The Complicated Intersection Of Science, Industry, Citizens & Public Policy
I work in a unique field where opinions and concerns of citizens and communities are sought to support regulatory decisions for complex and controversial energy projects. I’ve spent over a decade in public outreach as part of safety and environmental assessments of nuclear facilities. I’ve learned how the myriad of diverse interests of the energy industry, local and state governments, and concerned citizens must coexist for these projects to succeed. When it comes to decisionmaking, there’s no denying that human emotions and preconceived notions matter, often in spite of scientific facts. It’s clear that scientists often communicate poorly, fail to appreciate how “facts” will be misinterpreted, and ignore the impact of fear. It’s also clear that citizens and other affected groups sometimes don’t hear the facts or hear only what supports their preconceived ideas. When emotions run high, misinformation is taken as truth, and project decisions can be delayed or made based on false premises. This talk shares my scientific public outreach experiences, emphasizing the importance of good communication. Listen in for a better understanding of how public outreach works, how scientific information can be communicated well, and how to effectively engage in these complex projects as a citizen.
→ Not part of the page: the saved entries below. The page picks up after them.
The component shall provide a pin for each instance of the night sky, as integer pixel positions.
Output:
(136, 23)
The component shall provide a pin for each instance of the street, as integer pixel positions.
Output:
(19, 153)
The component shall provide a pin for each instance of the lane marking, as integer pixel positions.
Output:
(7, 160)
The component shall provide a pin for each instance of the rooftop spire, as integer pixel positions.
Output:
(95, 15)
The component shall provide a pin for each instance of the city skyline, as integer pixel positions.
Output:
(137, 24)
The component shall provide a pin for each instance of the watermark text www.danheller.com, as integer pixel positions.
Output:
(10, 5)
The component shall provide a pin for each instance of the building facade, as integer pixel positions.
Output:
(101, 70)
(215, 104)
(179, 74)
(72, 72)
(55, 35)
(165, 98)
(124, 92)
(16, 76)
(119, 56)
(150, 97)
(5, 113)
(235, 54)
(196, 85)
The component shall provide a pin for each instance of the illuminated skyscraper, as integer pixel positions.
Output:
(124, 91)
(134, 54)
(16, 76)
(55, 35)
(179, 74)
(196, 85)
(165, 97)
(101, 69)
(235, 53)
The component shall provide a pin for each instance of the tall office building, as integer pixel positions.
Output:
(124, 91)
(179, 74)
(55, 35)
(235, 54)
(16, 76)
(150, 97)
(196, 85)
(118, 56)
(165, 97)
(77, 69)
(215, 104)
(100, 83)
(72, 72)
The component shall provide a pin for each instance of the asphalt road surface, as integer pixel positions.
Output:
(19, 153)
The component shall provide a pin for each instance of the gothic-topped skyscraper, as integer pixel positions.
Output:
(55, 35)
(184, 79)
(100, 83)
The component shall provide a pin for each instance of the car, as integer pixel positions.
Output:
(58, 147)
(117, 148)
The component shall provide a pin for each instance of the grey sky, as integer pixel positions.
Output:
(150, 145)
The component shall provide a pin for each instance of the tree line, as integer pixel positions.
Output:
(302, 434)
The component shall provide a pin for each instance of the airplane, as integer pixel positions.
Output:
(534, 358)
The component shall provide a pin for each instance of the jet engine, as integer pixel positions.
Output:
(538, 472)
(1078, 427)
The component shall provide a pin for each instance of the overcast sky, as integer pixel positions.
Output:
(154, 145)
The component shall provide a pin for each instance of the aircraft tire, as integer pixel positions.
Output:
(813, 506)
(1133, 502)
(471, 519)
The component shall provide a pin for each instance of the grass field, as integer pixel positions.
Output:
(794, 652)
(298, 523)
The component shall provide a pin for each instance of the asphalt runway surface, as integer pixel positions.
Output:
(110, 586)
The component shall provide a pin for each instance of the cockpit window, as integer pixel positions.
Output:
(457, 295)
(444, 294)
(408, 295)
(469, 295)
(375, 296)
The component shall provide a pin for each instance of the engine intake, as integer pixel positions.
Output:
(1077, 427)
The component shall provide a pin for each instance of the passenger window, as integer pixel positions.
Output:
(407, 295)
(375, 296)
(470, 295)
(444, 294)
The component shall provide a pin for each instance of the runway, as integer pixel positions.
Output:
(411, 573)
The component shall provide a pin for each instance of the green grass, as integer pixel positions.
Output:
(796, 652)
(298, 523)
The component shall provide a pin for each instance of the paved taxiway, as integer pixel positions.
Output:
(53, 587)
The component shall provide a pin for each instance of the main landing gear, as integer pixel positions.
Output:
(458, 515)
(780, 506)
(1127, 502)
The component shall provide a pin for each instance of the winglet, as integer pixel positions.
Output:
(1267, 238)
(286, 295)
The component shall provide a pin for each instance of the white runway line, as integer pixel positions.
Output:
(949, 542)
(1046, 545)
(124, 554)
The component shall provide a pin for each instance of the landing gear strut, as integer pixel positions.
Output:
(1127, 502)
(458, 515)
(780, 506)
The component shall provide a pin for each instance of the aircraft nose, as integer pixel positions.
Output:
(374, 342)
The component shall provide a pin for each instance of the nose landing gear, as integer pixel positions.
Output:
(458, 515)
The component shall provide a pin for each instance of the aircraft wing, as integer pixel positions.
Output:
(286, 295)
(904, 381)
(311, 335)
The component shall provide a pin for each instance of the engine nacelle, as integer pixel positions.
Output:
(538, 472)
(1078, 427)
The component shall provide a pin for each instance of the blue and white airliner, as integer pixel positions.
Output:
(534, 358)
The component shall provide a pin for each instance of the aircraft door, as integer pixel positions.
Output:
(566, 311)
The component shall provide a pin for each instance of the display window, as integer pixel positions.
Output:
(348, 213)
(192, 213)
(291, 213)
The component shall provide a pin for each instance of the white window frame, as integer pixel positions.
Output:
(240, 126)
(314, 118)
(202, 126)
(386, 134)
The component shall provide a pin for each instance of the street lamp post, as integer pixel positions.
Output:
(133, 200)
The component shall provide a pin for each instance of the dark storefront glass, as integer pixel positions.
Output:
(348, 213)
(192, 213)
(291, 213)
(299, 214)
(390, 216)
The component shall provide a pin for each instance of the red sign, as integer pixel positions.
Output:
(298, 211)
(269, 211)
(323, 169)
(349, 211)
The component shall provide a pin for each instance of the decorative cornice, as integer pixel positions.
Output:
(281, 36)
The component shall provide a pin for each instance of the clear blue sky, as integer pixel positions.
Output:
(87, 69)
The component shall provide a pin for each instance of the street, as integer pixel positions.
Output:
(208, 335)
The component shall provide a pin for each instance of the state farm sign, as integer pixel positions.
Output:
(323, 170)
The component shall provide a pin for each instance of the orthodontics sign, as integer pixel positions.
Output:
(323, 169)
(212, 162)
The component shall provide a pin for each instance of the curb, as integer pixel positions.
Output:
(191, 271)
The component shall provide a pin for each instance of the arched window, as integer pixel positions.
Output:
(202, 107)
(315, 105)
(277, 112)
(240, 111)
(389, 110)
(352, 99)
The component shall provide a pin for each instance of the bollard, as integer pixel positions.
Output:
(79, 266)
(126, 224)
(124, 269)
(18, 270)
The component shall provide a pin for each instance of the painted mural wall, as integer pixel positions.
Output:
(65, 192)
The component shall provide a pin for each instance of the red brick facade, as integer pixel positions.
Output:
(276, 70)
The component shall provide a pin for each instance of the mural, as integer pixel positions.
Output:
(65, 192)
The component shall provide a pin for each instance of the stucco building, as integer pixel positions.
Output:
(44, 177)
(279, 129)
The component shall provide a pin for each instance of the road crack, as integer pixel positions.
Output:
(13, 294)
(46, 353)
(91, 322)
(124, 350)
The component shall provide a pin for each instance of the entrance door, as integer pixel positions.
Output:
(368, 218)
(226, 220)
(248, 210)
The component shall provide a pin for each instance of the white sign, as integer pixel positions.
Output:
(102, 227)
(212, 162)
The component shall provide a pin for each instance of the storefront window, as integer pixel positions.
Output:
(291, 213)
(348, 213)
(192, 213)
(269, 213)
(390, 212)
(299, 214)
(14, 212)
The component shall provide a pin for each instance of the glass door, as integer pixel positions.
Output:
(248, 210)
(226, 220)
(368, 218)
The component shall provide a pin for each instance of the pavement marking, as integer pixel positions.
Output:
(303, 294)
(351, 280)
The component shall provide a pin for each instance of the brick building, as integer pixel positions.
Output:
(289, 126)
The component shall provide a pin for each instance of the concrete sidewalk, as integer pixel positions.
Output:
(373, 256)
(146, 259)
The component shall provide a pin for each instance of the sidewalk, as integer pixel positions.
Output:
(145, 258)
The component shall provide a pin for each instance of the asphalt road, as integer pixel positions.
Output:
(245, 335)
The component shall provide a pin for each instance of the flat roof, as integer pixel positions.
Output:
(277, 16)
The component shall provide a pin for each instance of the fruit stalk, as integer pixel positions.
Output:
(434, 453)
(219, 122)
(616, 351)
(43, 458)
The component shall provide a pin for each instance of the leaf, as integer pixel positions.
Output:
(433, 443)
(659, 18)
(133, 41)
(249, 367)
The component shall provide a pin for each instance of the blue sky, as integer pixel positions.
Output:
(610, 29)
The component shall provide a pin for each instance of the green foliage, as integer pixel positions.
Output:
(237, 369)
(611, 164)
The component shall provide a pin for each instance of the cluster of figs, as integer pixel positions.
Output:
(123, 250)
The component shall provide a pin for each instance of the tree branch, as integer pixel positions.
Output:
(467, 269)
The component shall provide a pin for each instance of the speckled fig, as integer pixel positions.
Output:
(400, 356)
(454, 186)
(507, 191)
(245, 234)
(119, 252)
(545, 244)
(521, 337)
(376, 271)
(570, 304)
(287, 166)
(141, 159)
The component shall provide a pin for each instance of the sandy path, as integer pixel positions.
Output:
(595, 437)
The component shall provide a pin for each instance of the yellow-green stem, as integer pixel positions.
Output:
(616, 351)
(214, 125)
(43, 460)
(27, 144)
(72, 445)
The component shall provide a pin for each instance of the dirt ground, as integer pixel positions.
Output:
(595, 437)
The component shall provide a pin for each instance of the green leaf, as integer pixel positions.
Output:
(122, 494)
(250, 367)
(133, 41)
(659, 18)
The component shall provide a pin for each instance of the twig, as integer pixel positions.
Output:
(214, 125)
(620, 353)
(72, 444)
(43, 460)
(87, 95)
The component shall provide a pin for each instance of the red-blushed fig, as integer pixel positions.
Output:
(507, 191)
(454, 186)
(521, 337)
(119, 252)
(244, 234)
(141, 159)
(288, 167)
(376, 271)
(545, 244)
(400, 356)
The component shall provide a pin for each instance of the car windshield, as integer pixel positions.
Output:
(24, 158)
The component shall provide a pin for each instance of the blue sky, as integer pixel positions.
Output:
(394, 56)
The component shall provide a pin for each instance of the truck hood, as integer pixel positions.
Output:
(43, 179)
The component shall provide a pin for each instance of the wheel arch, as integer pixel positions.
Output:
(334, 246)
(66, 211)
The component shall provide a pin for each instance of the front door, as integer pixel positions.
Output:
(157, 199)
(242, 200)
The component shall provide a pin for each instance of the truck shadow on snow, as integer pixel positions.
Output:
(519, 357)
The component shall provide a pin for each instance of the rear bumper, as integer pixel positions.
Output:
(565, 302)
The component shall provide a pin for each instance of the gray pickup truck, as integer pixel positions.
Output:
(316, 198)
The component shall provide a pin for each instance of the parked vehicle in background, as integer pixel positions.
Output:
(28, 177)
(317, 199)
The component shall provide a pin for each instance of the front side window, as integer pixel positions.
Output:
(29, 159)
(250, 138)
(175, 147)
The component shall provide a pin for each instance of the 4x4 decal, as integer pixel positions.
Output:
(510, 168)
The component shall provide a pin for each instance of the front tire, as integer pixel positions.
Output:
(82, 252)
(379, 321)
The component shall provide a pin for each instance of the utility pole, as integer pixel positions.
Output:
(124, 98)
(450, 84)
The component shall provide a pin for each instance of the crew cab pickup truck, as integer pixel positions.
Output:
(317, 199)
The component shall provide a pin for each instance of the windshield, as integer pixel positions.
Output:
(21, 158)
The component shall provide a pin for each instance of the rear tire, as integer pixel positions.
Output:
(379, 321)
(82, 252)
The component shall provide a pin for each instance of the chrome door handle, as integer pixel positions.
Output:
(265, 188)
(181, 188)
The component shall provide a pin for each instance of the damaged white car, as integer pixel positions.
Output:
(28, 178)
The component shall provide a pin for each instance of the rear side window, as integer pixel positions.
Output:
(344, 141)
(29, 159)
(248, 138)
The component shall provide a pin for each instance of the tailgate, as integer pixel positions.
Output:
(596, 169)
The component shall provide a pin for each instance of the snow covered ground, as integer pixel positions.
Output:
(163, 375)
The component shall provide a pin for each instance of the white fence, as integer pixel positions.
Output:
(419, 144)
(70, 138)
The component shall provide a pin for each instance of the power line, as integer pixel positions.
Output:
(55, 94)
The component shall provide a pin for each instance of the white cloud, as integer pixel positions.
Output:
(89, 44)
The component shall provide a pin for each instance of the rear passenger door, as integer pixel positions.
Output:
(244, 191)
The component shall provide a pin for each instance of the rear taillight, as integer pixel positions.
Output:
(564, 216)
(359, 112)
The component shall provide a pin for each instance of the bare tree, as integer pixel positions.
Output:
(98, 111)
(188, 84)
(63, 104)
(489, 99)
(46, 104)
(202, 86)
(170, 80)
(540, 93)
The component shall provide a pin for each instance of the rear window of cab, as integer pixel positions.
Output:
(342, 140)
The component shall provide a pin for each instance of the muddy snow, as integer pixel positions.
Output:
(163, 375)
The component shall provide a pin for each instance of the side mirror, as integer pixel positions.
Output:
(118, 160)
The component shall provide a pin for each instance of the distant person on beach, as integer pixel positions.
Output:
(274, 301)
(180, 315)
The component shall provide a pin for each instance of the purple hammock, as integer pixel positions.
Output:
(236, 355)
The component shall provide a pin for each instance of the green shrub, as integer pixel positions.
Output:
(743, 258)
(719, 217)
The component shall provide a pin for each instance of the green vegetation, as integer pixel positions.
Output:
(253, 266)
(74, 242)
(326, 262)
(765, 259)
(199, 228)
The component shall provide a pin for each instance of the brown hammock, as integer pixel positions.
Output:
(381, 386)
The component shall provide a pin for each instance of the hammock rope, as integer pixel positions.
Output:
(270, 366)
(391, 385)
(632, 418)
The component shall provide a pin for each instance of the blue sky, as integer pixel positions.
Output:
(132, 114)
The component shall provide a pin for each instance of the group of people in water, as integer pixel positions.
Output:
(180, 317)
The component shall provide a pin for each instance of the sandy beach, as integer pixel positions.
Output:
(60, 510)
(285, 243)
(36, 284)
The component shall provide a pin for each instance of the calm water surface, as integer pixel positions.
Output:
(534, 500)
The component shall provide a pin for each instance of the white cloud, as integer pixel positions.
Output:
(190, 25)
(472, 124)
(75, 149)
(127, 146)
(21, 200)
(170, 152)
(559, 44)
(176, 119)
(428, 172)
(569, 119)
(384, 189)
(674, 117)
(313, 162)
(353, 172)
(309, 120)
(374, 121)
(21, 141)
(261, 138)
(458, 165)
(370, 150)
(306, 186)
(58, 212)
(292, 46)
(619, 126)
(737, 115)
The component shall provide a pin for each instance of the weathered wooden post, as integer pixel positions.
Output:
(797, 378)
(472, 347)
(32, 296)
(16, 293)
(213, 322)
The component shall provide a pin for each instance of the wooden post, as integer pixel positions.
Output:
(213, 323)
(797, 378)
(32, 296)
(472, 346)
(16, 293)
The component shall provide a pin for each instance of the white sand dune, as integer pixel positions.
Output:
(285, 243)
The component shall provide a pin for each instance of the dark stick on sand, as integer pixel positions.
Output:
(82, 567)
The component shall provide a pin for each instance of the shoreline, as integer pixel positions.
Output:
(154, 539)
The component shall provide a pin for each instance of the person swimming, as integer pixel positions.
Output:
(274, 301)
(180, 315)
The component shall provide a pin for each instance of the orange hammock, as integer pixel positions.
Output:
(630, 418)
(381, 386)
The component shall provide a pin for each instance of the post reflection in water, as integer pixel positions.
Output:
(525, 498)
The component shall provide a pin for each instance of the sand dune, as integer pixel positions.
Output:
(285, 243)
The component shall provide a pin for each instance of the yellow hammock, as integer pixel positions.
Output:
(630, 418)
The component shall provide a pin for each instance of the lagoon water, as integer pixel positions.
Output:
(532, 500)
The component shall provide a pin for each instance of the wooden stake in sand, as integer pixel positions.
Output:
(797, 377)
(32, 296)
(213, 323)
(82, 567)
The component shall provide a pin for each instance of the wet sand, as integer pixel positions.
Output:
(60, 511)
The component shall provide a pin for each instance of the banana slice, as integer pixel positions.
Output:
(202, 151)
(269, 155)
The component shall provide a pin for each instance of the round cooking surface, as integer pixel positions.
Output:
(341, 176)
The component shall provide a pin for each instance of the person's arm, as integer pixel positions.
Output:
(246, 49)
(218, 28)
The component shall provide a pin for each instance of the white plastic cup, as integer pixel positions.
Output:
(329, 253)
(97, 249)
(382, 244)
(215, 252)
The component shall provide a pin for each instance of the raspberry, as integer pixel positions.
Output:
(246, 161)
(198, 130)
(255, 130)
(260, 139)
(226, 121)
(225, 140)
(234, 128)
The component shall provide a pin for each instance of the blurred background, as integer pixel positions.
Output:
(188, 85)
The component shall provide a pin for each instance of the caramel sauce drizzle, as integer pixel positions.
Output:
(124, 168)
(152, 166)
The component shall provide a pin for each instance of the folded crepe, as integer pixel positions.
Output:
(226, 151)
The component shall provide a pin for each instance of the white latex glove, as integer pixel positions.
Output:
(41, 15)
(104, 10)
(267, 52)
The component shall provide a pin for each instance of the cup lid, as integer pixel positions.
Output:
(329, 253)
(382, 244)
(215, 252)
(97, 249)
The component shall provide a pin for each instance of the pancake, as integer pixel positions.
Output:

Miriam Holladay Juckett is an enthusiastic environmental scientist and public outreach specialist working as a federal contractor on nuclear energy regulation projects. She holds a B.S. in Chemistry and an M.S. in Environmental Science, and currently serves as the manager of the Environmental Protection and External Hazard Assessment program at Southwest Research Institute (SwRI). After working in pesticide analysis as a student researcher, her first job out of college was on a team of scientists and engineers evaluating the safety and environmental impacts of a proposed nuclear waste disposal site. After a couple of years on the team, the lead for the public outreach program took a different job. None of her fellow scientists wanted to take over, but she was excited about the opportunity. Working in public outreach provided a unique window into the often distinct rift between the viewpoints of regulators, citizens, and scientists. Miriam has dedicated more than a decade of her career to helping bridge that gap. In 2015, she was awarded San Antonio Business Journal’s 40 Under 40 recognition for this work. Miriam is deeply passionate about restoring trust in science, understanding the citizens’ voice, and helping science work for the betterment of society.